Tous les animaux des portées ayant subi une intervention sont mis à mort à differents temps post-nataux afin de collecter les tissus pour analyses. Les mères soumises à un régime alimentaire hypoprotéiné sont mises à mort après utilisation ou sevrage des petits.
Application de la règle des "3R"
1. Remplacement
Bien que des modèles in vitro de barrières sang-cerveau (e.g. cellules endothéliales cérébrales) protectrices existent, ils ne permettent pas d’étudier l’influence globale des differentes cellules cérébrales sur la perméabilité de ces interfaces, et ne permettent pas de mimer des pathologies périnatales tels que le retard de croissance fetal. Par ailleurs, le role reconnu de la circulation du liquide cérébrospinal dans les processus neuroinflammatoire , en particulier comme vecteur de cellules immune et de cytokines, ne peut être reproduit in vitro à l’identique de la physiologie. Les séquelles neurologiques résultantes d’une atteinte périnatale dépendent de mécanismes complexes impossibles à reproduire in vitro. Nous testons une molécule neuroprotectrice dont l’administration ne prend sens que dans un modèle d’étude globale in situ. L’analyse in vivo reste donc incontournable pour ce projet de recherche.
2. Réduction
– Les rates gestantes ne bénéficiant pas d’un régime pauvre en protéine au cours de la grossesse pourront être utilisées pour de nouvelles reproductions (jusqu’à 5 reproductions par femelle). – Nous prévoyons un nombre de six animaux par lot expérimental, et chaque condition reproduite sur 2 portées différentes, afin d’assurer la fiabilité statistique des données générées. – Les portées chez ces rats sont habituellement d’au moins 12 animaux ce qui permettra de réaliser des comparaisons au sein d’une même portée. Enfin les données obtenues dans le cadre d’une étude précédente seront incorporées, ce qui limite fortement le nombre d’animaux inclus dans cette présente demande.
3. Raffinement
– Les rates utilisées pour les reproductions observeront une période quiescente d’un mois minimum entre une naissance et une nouvelle mise en reproduction. – La methode du régime pauvre en protéine est reconnue comme moins invasive que les autres méthodes d’induction d’un retard de croissance (ligature des artères utérines). Le poids des rates gestantes bénéficiant d’un régime pauvre en protéine sera suivi régulièrement tous les trois jours à partir de la mise en reproduction – Les ratons issus du modèle RCIU seront suivis attentivement avec un contrôle pondéral régulier. – Après traitement ou manipulation, les animaux seront replacés avec la rate avec suivi du comportement maternel et de l’allaitement. – Pour l’exploration par IRM, la mère avec la portée sera transférée avec la litière et l’enrichissement dans une cage de transport qui présentera un couvercle avec un emballage carton opaque. Les ratons seront transportés avec leurs mères dans des conditions de température controlée. La proximité des deux lieux géographiques (500 mètres) permet de minimiser le temps de transport. Les ratons seront séparés de leur mère uniquement pendant le temps de l’examen.

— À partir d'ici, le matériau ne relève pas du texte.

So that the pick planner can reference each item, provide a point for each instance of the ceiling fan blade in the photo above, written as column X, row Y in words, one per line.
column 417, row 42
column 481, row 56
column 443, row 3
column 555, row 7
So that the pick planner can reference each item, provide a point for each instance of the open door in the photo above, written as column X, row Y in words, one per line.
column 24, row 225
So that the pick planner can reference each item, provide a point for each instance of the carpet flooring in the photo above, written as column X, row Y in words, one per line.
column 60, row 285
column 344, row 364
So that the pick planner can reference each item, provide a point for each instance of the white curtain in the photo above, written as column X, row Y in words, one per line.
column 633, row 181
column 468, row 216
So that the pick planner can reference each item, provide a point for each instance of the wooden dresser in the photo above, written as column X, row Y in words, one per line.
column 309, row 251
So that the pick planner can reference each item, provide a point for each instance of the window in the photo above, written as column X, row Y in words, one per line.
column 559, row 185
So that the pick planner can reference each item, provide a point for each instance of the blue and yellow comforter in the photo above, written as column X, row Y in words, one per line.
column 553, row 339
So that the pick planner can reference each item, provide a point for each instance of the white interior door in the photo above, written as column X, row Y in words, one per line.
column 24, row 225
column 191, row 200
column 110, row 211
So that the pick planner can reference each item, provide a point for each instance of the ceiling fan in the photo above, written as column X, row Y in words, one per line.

Expliquer le choix des espèces et les stades de développement y afférents.
Les expériences décrites dans ce projet seront effectuées sur des rats Sprague Dawley (SD) puisqu’il s’agit de l’espèce utilisée dans les études précédentes. C’est une espèce de prédilection pour des expérimentations qui requiert une optimisation des gestations. Les femelles de cette lignée ont en effet des portées importantes et régulières. Elles s’occupent très bien de leurs petits et récupèrent très vite après une chirurgie. Les dnnées déjà acquisent l’ont été avec ce modèle. LLes prélèvements et mesure de perméabilité seront effectué chez le raton après la naissance, puis chez l’animal agé de 30 jours. Ces différents temps nous permettront d’évaluer l’effet du RCIU et de l’hypoxie associés ou non à l’inflammation sur l’integrité des interfaces sang-cerveau au cours du déveopement précoce, ainsi qu’une fois la fenêtre de plasticité cérébrale refermée (Impact sur la programmation foetale, P30).